Amis de la science et de la volupté,
Ils cherchent le silence et l’horreur des ténèbres ;
L’Erèbe les eût pris pour ses coursiers funèbres,
S’ils pouvaient au servage incliner leur fierté.
Ils prennent en songeant les nobles attitudes
Des grands sphinx allongés au fond des solitudes,
Qui semblent s’endormir dans un rêve sans fin ;
Leurs reins féconds sont pleins d’étincelles magiques
Et des parcelles d’or, ainsi qu’un sable fin,
Etoilent vaguement leurs prunelles mystiques.

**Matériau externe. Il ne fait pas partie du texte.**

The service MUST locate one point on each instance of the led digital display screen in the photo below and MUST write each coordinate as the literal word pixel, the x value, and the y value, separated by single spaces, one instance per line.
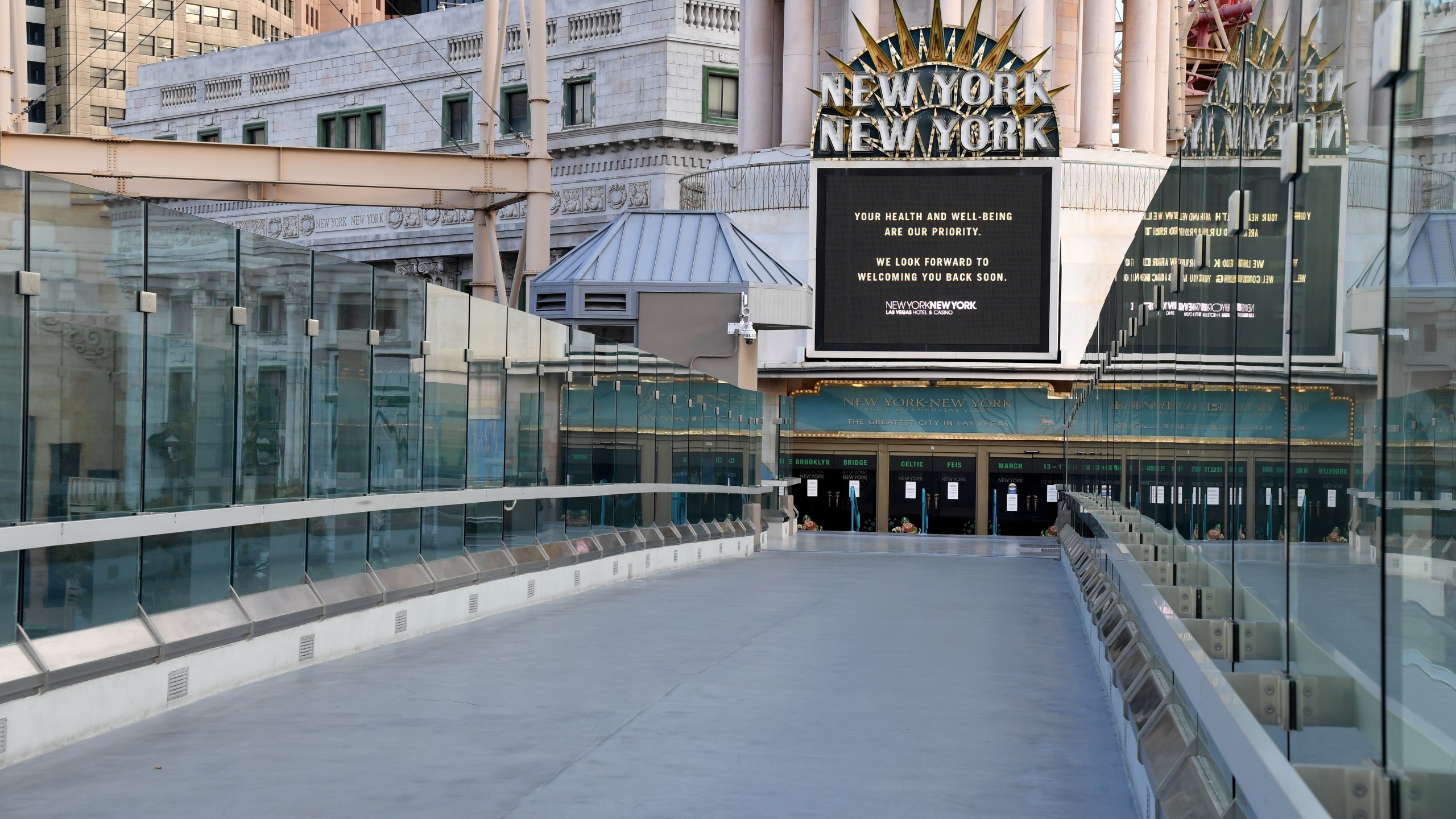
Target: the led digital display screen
pixel 953 260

La Java des pussy-cats [Boris Vian]
Sur un vieux toit en zingue
Y avait des pussy-cats
Qui dansaient comme des dingues
En f'sant du bruit avec leurs pattes
Alerté, les voisingues
S'écriaient ça n'a rien d'bath
Y a d'quoi dev'nir sourdingue
On peut plus travailler ses maths
Le matou du marchand d'volailles
Une sardine en bandoulière
Avait enlacé par la taille
La chatte de la cuisinière
Chacun faisait du gringue
A la siamoise de l'épicier
C'était un vrai dancingue
A tout l'monde ils cassaient les pieds
Au bout d'une demi-plombe
Ecœurés par ce raffut
Les flics s'amènent en trombe
En faisant tourner leurs massues
Et c'est une hécatombe
Les ardoises volent en éclats
On aurait cru des bombes
Mais y avait déjà plus un chat
Réfugiés au fond d'une cave
Les pussy-cats pas dégonflés
Sirotant d'l'alcool de betterave
S'étaient remis à gambiller
Toute la nuit ils dansèrent
En usant des kilos d'savates
Pour leur anniversaire
La java des pussy-cats.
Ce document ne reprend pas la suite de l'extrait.